Python操作向量数据库Milvus

有勇气的牛排 1035 AI大模型 2025-07-25 23:43:13

1 前言

Milvus 是一个 开源的向量数据库，用于存储、索引和检索高维向量数据，特别适用于AI 应用场景，如：

向量检索（以图搜图、语义搜索）
自然语言处理（文本相似度、QA 系统）
图像、音频、生物特征匹配等

由 Zilliz 公司 开发，支持百万甚至十亿级向量的高性能相似度检索。

1.1 环境

pip install pymilvus==2.6.0

2 Collection 操作

2.1 创建 Collection

在定义字段的时候，需要提前规划好需要使用到的字段，Milvus不支持动态新增字段。

# -*- coding: utf-8 -*-
from pymilvus import (
    connections, FieldSchema, CollectionSchema, DataType,
    Collection, utility
)

# ----------------- 连接 Milvus -----------------
connections.connect(db_name="cs_blog", host='192.168.56.20', port='19530')

# ----------------- 创建集合 -----------------
collection_name = "article"
if utility.has_collection(collection_name):
    print("集合已存在")
    Collection(collection_name).drop()

fields = [
    FieldSchema(name="id", dtype=DataType.INT64, is_primary=True, auto_id=False),
    FieldSchema(name="title", dtype=DataType.VARCHAR, max_length=255),
    FieldSchema(name="content", dtype=DataType.VARCHAR, max_length=65535),
    FieldSchema(name="embedding", dtype=DataType.FLOAT_VECTOR, dim=384),
]

schema = CollectionSchema(fields, description="博客文章集合")
collection = Collection(name=collection_name, schema=schema)

# 建立索引
collection.create_index(field_name="embedding", index_params={
    "index_type": "IVF_FLAT",
    "metric_type": "L2",
    "params": {"nlist": 128}
})
collection.load()

3 获取Client

# -*- coding: utf-8 -*-
from pymilvus import connections, Collection

# 连接客户端
connections.connect(db_name="cs_blog", host='192.168.56.20', port='19530')
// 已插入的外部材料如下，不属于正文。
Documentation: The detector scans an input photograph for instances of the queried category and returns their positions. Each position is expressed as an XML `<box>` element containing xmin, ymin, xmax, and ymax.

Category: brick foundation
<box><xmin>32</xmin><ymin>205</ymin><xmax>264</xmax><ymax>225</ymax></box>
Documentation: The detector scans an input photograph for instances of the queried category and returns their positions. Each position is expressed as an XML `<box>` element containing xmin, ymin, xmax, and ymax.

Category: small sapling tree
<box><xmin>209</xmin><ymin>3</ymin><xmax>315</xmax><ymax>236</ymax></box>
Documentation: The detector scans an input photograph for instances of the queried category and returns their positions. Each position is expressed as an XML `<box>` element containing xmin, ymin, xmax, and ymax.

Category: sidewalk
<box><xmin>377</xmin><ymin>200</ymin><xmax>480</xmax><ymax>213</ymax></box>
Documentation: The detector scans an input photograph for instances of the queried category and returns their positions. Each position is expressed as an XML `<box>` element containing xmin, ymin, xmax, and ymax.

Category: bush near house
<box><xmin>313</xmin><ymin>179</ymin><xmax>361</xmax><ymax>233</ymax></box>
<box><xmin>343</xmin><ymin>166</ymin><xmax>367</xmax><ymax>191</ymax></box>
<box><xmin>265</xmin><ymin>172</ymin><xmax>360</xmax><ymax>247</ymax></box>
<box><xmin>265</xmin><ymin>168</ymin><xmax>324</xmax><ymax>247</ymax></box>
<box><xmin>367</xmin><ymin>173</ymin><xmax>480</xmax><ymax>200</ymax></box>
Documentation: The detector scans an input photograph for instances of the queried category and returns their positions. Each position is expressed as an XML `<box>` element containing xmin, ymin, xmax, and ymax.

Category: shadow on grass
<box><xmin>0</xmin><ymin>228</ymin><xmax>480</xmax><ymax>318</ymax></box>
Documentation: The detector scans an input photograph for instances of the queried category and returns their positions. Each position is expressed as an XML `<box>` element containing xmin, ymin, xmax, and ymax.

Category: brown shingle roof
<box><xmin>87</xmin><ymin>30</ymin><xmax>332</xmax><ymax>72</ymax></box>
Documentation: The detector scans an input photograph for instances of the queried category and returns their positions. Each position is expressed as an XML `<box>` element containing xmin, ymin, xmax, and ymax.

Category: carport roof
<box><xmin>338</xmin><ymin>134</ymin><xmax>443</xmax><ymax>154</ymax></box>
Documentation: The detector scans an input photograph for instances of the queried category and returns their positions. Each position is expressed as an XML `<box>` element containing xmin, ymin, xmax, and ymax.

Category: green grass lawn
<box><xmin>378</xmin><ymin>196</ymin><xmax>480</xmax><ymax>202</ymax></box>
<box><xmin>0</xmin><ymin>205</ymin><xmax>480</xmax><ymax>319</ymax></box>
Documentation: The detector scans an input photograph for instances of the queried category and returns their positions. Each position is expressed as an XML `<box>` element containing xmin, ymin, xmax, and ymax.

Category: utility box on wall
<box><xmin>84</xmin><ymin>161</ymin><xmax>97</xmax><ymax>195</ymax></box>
# 获取集合对象（等同于实例化一个操作集合的客户端对象）
collection = Collection("article")

print(collection)

4 Doc 操作

4.1 插入数据

# -*- coding: utf-8 -*-
import numpy as np

# 以字典形式表示文章
from 获取Client import collection

article = {
    "id": 1,
    "title": "Milvus向量数据库介绍",
    "author": "有勇气的牛排",
    "content": "Milvus 是一个开源的向量数据库，专门用于处理海量高维向量数据的相似度搜索。",
    "embedding": np.random.rand(384).astype("float32").tolist()
}

# 插入（注意：字段必须按集合 schema 顺序构造 list）
data = [
    [article["id"]],
    [article["title"]],
    [article["author"]],
    [article["content"]],
    [article["embedding"]]
]
collection.insert(data)
collection.flush()
print("✅ 插入成功")

4.2 删除数据

# -*- coding: utf-8 -*-
from 获取Client import collection

article_id = 1
expr = f"id=={article_id}"
collection.delete(expr)
collection.flush()
print(f"🗑️ 已删除 ID={article_id} 的文章")

4.3 相似搜索

# -*- coding: utf-8 -*-
import numpy as np

# 以字典形式表示文章
from AI.ai_code_test.Milvus案例.获取Client import collection

# 文本向量
query_vec = np.random.rand(384).astype("float32").tolist()
top_k = 3

collection.load()
results = collection.search(
    data=[query_vec],
    anns_field="embedding",
    param={"metric_type": "L2", "params": {"nprobe": 10}},
    limit=top_k,
    output_fields=["id", "title", "content"]
)

for hits in results:
    for hit in hits:
        print("\t", hit.entity.get("id"), hit.entity.get("title"), hit.entity.get("content"), hit.distance)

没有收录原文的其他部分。